Real-Time Canary Deployment Tracking with Argo CD & Levitate Change Events

Software systems are all about changes, which can be internal or external. Having observability around the changes and their impact on the systems makes it much easier for teams to understand what caused the incident or degradation and take action in real time without wasting precious time.

Most of your outages are probably caused by a change and having observability around that will make a lot of difference https://t.co/qq6LsYvztv
— krishnanand n b (@krishnanandnb) October 28, 2023

All changes are caused by events; these can be deployment events, scale-up events, traffic patterns shifting from BAU, or even configuration changes affecting the state of the system. What if our monitoring system can track these events and then keep that context while monitoring the systems? That context will help us understand why something happened faster than finding a needle in a haystack.

Typically, you will emit golden signals or RED metrics from applications to monitor and track their performance with a monitoring system.

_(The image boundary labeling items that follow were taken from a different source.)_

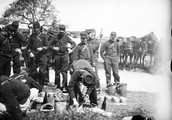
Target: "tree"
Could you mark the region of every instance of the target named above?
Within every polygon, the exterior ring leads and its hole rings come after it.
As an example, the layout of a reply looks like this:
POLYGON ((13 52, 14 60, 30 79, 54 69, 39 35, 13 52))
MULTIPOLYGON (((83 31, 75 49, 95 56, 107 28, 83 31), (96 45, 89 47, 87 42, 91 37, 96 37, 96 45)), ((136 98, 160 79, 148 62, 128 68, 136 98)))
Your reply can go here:
POLYGON ((3 14, 3 19, 18 20, 22 24, 39 21, 45 26, 52 25, 54 21, 60 22, 57 20, 58 11, 52 5, 52 0, 16 0, 9 6, 3 14))

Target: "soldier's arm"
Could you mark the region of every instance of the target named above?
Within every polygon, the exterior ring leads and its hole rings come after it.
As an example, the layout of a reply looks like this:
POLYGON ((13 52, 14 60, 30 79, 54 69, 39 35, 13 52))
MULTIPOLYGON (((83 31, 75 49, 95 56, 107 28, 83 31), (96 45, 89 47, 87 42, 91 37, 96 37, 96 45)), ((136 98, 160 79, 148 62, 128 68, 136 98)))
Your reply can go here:
POLYGON ((5 83, 3 89, 1 89, 2 98, 7 106, 7 112, 15 119, 22 120, 22 111, 20 105, 16 99, 16 96, 11 88, 10 83, 5 83))
POLYGON ((79 56, 79 51, 80 51, 80 46, 77 45, 74 50, 72 51, 72 56, 71 56, 71 59, 72 59, 72 62, 78 60, 78 56, 79 56))
POLYGON ((53 35, 53 37, 51 38, 51 40, 48 42, 48 47, 51 47, 53 45, 53 43, 56 40, 57 35, 53 35))
POLYGON ((103 60, 105 59, 105 57, 104 57, 105 49, 106 49, 106 43, 103 43, 103 45, 100 49, 100 56, 102 57, 103 60))
POLYGON ((21 42, 22 46, 26 46, 28 44, 27 39, 25 39, 25 37, 20 32, 17 31, 14 37, 16 37, 16 39, 21 42))
POLYGON ((79 70, 77 70, 72 74, 71 79, 69 81, 68 92, 69 92, 71 99, 76 98, 74 89, 75 89, 75 86, 76 86, 80 76, 81 76, 81 73, 79 70))
POLYGON ((71 49, 73 49, 76 46, 76 43, 69 37, 68 37, 68 42, 71 44, 71 49))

Canary deployment flow without Change Events

In this blog post, I will show you a scenario of how Levitate - our managed time series warehouse- empowers you to do more and observe change events. We will track canary releases via ArgoCD rollouts with Levitate.

Levitate enables correlating events from various sources such as CI/CD, orchestrator, and external systems with other applications and infra metrics to provide contextual alerts and understand system behavior.

Canary deployment with Levitate's Change Events

Setup

In this setup, I am using a typical canary rollout using Argo Rollouts via Helm charts, where the canary gets deployed progressively to more percentages of users like 20%, 40%, 60%, and so on. Anytime the performance of the canary degrades, I want to roll it back without affecting more users.
Each rollout goes via two stages as follows. We start and stop the rollout before going to the next stage.

ArgoCD setup for progressive Canary rollout

After rolling out the canary at each stage, we wait for a specified time to receive the requests from actual users and then analyze whether the step was successful. Typically, we want to ensure the users do not face any errors with the canary.

We already have RED metrics emitted from the application that goes to Levitate. These metrics tell us how the application performs at any rollout stage and during BAU.

Here is the complete code example to follow along: https://github.com/pree-dew/canary-deployment-with-argo-helm

Utilizing Levitate's Change Events

Levitate provides an API to consume "Change Events" over HTTP. This endpoint allows pushing the events to Levitate.

Sending canary rollout events to Levitate from ArgoCD

Levitate converts them into metrics and retains specific metadata sent with the API call. The converted metrics can then be combined with other application metrics using PromQL to build dashboards and alerts.

Each event has two states - start and stop. So we can mark an event as started and stopped.

We can push these events to Levitate as the canary rollout is happening via plain old curl commands.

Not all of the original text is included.